Yeah cooking for two can seem to be a issue but it's really not. We are empty nesters here but that doesn't stop us. I still smoke 11-12 lb briskets. We eat our fill that evening, then during clean up we portion out the remaining into dinners for two, place them in foodsaver bags, suck out the air and into the freezer. Thawed and warmed they are still great!
Regarding toughness and brisket: (remember I'm coming from using whole packers, point and flat still attached...) its all about getting the brisket to the color you like, then we double wrap tight in foil and put it right back on. This helps power through the stall AND preserves the moisture. It's done when it done - i.e. when a probe goes in the thickest part of the flat without resistance (like a knife through butter). BTW: go in from the top not the side or all that wonderful juice will flow out!
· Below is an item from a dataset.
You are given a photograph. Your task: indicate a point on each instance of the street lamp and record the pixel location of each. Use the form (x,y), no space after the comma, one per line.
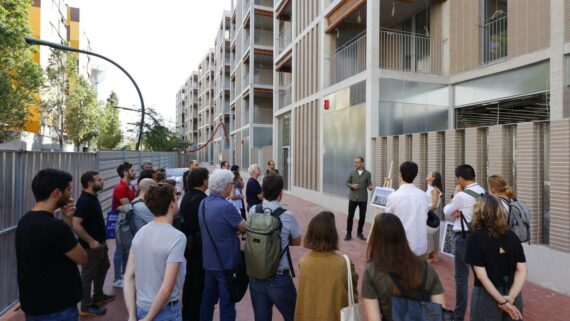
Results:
(34,41)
You'll notice I made no mention of temps there...that's because temp is not the first but third in the priority of elements when smoking briskets with the first two being look and feel. Personally, when the color (that we like) is reached my temps are somewhere in the 145-160º range. Every brisket is/can be different, not to mention type of smoker and temps used. I know from past smokes approximately how long it will be before it finishes after wrapping and start probing it 1/2 hour early. I use a thermapen for the feel so by default the temp reading comes along for the ride. Finishing temps again vary (can't stress this enough, it's done when its done via the "feel") but their range seems to end up between 198-215º. Guess a good thumb would be 203º.
Good luck & Keep Smoking - it's get better!